Bill stepped forward. "I would be very grateful if you could give Jonathan a drink," he said. "He's not well."

"I can see that, too," said Mrs. Baker. "Come on in and I'll give you some lemonade." She began to walk toward the house. The front porch had white metal railings around it and wind chimes that tinkled. A Dalmatian stood up in his cardboard box and barked and barked.

"Oh now, Rex! He's not used to visitors."

"Tell me," said Bill. "Did this farm used to belong to people called the Gulches, or the Branscombs?"

"I'm not from around here myself. I just came here to teach school and ended up marrying a farmer. Come on in."

They went through a side door into an extension, a kitchen, with wooden wainscoting and wooden floors, a rainbow rug, made of thick, braided, concentric circles of color, reds and greens and yellows. By the door, there was an old cabinet. It was thick and lumpy with generations of white paint. Inside it was a host of tiny oil lamps.

"Oh I collect those," said Mrs. Baker. She opened up the cabinet for them. She took out one with a blue glass base. NUTMEG, it said in embossed letters.

"Back then people used to buy spice in them. Now mind, these wouldn't be parlor lights. They would be little nightlights for children."

Very carefully, she put it back. "I said I would get you some lemonade, didn't I?"

"I'm sure it's delicious," said Jonathan. "But I think it might burn my stomach. Could I just have a glass of water?"

"Nothing simpler," she said. She poured a tumblerful from a new mixer tap.

"I'd like to look at your shed," said Jonathan.

He wants to get outside, thought Bill, in case he's sick.

"It is quite a feature," said Mrs. Baker.

Bill had not noticed the shed. It had been half hidden beside a newer outbuilding made of corrugated iron.

It was a log cabin.

As they approached, a cloud of crickets jumped up from the grass. The cloud swirled, thickened, thinned again, with cries like windup birds. Bill was pelted by them. They flew into him, their wings throbbing against his chest.

"Hello, Mary Ann," Jonathan whispered to them. "Hello, Ellery."

Mrs. Baker affected not to notice. "This is our storm cellar," she said. There was a doorway into the ground. It was made of wood, framed with limestone, and along the frame was a line of old stoneware jugs. Jonathan was running his fingers through the leaves of a tree. "What kind of tree is this?" he asked.

"That's a hackberry bush," said Mrs. Baker. "You can't do anything with the fruit, but the birds love them."

"What kind of birds?"

"Chickadees," said Mrs. Baker, and she and Jonathan shared a smile.
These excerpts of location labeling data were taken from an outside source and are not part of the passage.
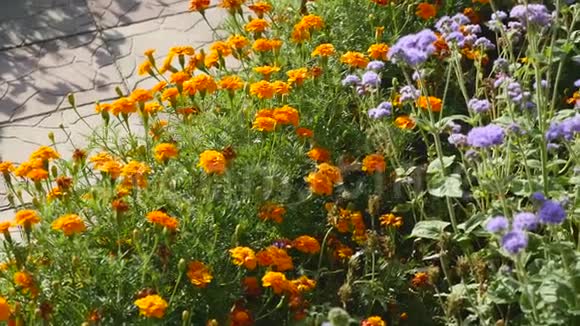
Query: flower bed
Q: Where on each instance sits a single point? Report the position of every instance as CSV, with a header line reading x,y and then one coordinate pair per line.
x,y
368,162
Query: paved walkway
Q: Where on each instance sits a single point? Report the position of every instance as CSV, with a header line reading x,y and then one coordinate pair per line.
x,y
50,48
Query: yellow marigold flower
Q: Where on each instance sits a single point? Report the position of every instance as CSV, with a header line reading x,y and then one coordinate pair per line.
x,y
141,95
151,306
165,151
182,50
260,8
264,124
212,162
331,171
179,77
257,25
374,163
169,94
44,153
243,256
378,51
297,76
69,224
198,5
374,321
319,183
391,220
426,10
281,88
286,115
266,71
276,280
222,48
5,310
319,154
324,50
262,90
404,122
145,68
354,59
433,103
204,83
306,244
272,212
304,132
159,86
123,105
198,274
26,217
231,83
163,219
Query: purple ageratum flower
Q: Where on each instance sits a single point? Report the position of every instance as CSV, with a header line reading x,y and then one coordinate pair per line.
x,y
371,79
479,106
375,65
525,221
551,212
532,13
457,140
413,49
514,241
409,93
497,224
351,80
487,136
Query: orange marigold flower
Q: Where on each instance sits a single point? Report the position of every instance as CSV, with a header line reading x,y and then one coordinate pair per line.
x,y
44,153
152,306
354,59
323,50
319,154
304,132
26,217
276,280
391,220
231,83
319,183
257,25
262,89
297,76
420,279
182,50
238,42
378,51
165,151
199,274
429,103
404,122
286,115
198,5
306,244
373,321
272,212
163,219
69,224
212,162
426,10
281,88
374,163
141,95
244,256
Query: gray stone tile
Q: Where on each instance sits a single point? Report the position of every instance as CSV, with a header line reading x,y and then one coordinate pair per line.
x,y
36,79
29,21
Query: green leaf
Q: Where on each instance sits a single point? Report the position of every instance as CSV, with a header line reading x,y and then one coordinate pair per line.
x,y
429,229
435,165
449,186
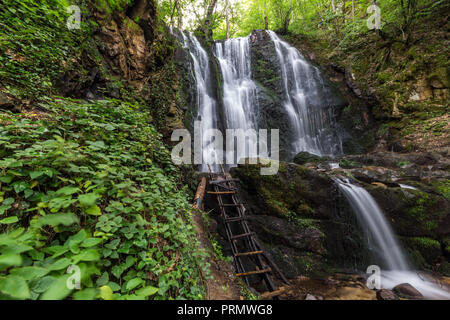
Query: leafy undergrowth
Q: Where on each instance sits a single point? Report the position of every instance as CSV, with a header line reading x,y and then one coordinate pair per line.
x,y
36,45
91,184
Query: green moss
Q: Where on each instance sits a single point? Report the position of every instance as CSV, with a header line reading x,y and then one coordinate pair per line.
x,y
444,188
425,251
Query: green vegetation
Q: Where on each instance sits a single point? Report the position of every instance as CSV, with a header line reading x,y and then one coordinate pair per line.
x,y
36,46
91,184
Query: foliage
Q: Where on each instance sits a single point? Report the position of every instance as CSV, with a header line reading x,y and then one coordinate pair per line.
x,y
92,184
36,46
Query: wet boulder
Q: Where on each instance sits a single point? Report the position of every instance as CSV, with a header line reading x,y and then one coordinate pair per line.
x,y
385,294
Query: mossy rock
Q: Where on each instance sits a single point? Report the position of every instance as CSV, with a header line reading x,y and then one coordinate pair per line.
x,y
306,157
425,251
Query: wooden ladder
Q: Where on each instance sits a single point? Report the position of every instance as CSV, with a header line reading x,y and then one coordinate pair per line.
x,y
244,246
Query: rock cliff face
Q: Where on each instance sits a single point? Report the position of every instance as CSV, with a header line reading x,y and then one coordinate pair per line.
x,y
309,228
302,220
130,56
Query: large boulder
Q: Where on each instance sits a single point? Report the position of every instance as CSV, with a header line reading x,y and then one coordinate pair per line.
x,y
407,291
301,220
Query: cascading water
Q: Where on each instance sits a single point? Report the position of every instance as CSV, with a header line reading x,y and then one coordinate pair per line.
x,y
239,91
385,246
207,105
308,102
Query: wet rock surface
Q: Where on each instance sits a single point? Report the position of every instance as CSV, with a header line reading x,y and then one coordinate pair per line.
x,y
385,294
405,290
308,228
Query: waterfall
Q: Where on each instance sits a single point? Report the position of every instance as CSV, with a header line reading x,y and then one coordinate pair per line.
x,y
386,247
372,219
308,102
206,103
239,91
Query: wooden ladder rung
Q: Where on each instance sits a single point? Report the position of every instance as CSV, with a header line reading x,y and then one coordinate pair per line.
x,y
272,294
231,205
221,192
251,253
242,235
234,219
243,274
222,181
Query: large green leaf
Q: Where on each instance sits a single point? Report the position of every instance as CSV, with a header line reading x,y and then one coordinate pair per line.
x,y
53,220
29,273
15,286
106,293
133,283
10,259
66,191
94,211
88,199
58,289
9,220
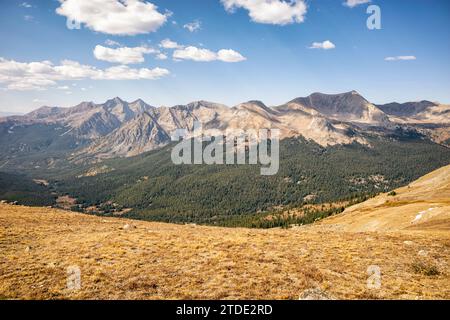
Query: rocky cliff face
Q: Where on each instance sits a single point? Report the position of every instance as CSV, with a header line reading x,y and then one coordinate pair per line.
x,y
119,128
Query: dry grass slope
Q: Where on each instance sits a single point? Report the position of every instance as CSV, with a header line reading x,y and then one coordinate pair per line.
x,y
141,260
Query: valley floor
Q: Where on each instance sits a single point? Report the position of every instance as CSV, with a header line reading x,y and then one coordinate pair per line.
x,y
124,259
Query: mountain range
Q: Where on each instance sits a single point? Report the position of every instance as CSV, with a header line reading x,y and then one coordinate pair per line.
x,y
118,128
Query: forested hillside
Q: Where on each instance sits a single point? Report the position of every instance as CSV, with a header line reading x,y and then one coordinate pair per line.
x,y
150,187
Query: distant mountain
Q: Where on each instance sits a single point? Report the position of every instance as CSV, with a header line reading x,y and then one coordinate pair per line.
x,y
8,114
118,128
348,107
407,109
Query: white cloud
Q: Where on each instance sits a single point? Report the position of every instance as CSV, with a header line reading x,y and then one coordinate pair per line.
x,y
194,53
40,75
400,58
26,5
279,12
205,55
228,55
117,17
122,55
193,26
112,43
354,3
161,56
169,44
326,45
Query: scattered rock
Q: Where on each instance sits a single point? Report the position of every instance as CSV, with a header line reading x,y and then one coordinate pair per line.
x,y
422,253
128,226
315,294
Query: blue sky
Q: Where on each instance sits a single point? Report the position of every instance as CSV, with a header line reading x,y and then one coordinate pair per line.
x,y
271,59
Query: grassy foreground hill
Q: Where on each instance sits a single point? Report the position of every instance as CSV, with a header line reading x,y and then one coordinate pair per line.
x,y
126,259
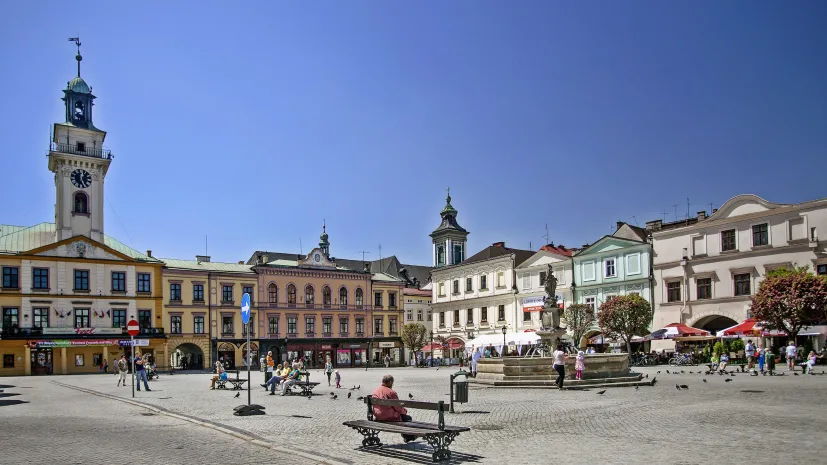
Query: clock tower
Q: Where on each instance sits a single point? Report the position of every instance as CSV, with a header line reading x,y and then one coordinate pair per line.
x,y
80,162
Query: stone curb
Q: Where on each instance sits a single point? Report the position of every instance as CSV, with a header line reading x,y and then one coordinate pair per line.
x,y
208,424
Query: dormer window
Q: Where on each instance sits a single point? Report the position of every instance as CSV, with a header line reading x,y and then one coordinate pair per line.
x,y
81,203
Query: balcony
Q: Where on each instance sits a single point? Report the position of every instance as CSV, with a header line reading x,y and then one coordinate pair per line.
x,y
63,147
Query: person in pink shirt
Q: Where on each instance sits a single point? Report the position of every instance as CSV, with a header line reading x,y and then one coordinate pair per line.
x,y
386,412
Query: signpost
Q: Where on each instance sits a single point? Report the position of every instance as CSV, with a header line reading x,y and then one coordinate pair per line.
x,y
133,328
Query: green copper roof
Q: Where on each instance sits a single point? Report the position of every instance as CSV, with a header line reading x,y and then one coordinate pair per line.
x,y
78,85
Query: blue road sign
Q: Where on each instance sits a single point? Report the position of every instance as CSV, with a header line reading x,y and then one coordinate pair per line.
x,y
245,308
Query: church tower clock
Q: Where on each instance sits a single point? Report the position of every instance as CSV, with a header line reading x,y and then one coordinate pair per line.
x,y
80,162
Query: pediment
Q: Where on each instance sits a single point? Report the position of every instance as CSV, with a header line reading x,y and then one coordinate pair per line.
x,y
741,205
316,259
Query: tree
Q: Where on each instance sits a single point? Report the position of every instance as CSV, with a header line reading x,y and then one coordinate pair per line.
x,y
790,300
578,319
624,316
413,336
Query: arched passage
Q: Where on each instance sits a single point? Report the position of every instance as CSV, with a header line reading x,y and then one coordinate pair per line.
x,y
188,356
715,323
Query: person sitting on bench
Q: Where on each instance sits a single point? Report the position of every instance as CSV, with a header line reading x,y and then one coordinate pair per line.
x,y
390,413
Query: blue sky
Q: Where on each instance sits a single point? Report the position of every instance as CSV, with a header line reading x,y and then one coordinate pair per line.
x,y
251,124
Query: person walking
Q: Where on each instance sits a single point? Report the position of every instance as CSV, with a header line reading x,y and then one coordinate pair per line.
x,y
122,368
791,352
140,372
328,369
559,365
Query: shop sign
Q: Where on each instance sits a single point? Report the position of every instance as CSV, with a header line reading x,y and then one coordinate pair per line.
x,y
82,331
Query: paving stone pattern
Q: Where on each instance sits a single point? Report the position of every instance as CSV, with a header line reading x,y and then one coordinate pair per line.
x,y
711,422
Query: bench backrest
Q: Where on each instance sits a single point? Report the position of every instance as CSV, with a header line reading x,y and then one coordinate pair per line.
x,y
438,406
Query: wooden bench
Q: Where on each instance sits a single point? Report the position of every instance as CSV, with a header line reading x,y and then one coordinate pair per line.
x,y
439,436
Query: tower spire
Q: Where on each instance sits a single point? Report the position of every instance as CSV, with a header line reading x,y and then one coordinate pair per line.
x,y
79,58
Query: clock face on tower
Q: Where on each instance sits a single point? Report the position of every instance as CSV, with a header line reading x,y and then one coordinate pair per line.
x,y
81,178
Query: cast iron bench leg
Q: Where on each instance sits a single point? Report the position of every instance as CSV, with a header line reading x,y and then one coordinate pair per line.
x,y
440,443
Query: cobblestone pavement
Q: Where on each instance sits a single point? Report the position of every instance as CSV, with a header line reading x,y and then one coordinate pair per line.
x,y
57,425
750,419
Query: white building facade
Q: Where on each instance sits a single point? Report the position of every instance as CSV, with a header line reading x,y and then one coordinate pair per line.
x,y
706,273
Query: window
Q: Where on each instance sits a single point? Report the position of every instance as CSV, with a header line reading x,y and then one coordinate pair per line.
x,y
81,280
145,319
119,281
309,294
227,325
704,288
119,318
291,295
41,318
81,203
727,240
175,291
760,235
611,272
673,291
175,324
11,318
143,282
11,277
40,278
197,292
81,318
272,293
198,325
742,284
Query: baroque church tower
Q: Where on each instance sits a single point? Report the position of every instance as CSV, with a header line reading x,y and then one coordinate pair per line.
x,y
80,162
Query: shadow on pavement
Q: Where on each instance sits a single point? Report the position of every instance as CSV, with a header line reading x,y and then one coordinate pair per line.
x,y
417,453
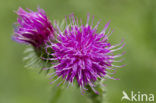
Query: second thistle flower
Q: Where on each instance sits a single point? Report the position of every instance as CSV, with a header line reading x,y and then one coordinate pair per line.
x,y
33,27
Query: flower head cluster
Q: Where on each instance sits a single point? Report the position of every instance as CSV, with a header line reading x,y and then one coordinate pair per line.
x,y
83,54
33,27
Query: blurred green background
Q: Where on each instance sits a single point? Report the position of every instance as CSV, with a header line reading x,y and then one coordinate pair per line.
x,y
133,20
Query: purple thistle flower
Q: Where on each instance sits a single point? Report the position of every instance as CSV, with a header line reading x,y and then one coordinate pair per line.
x,y
83,53
33,27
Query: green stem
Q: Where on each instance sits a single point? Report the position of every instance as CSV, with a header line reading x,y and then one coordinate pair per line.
x,y
56,91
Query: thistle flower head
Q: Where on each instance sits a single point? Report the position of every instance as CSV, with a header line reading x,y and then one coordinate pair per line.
x,y
32,27
83,54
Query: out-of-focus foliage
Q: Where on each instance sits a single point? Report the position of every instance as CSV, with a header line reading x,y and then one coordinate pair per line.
x,y
133,20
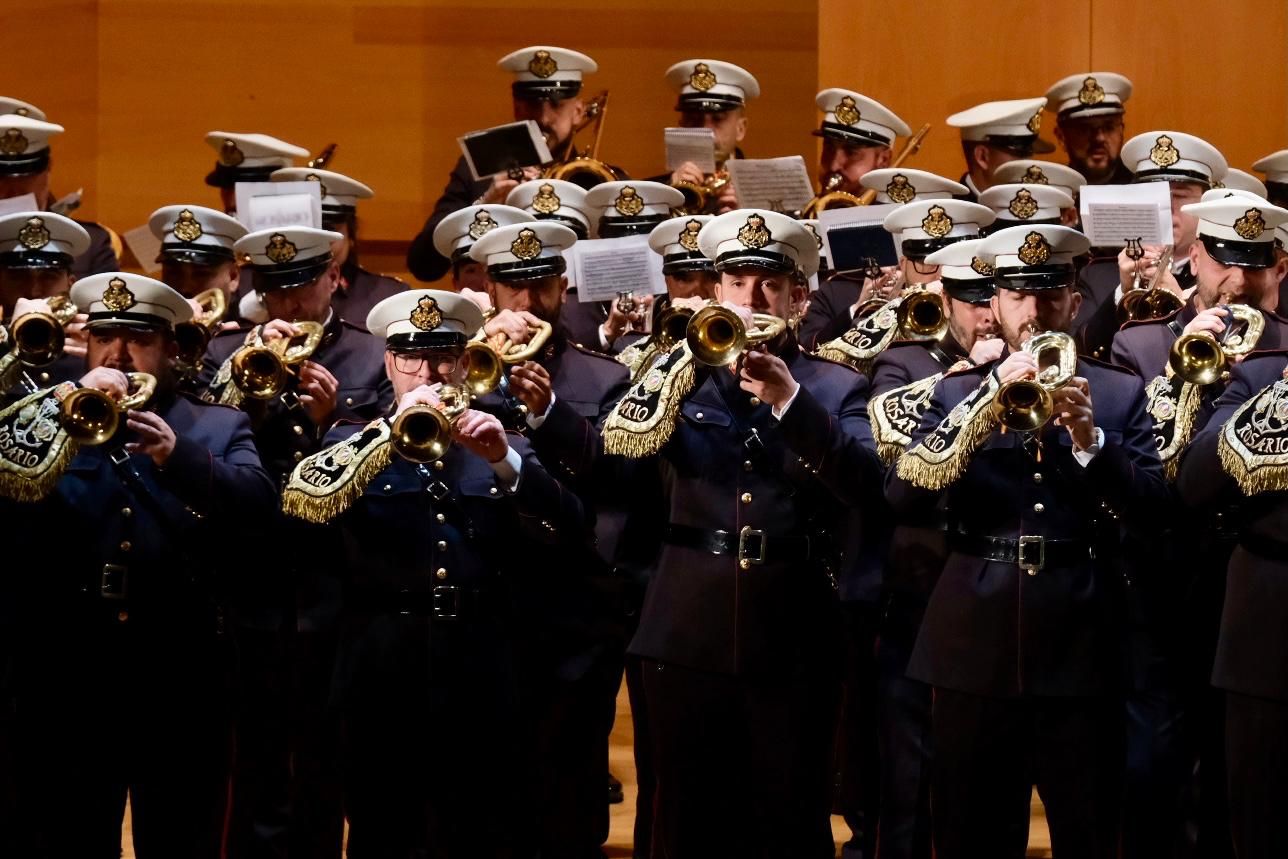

They walked on, toward the shed. It was tiny, square. A thick limestone chimney rose up one side of it, supporting a vine. The frame of the front doorway was jammed up hard against the frame of a window. There were thick beams holding the whole structure off the ground.

"We have a lot of people asking to see this," said Mrs. Baker. "This is an original pioneer dwelling."

She and Jonathan walked around to the side.

"They were embarrassed," said Jonathan. Bill came around to join them. From under the apex of the roof, flat planks of wood covered part of the log walls.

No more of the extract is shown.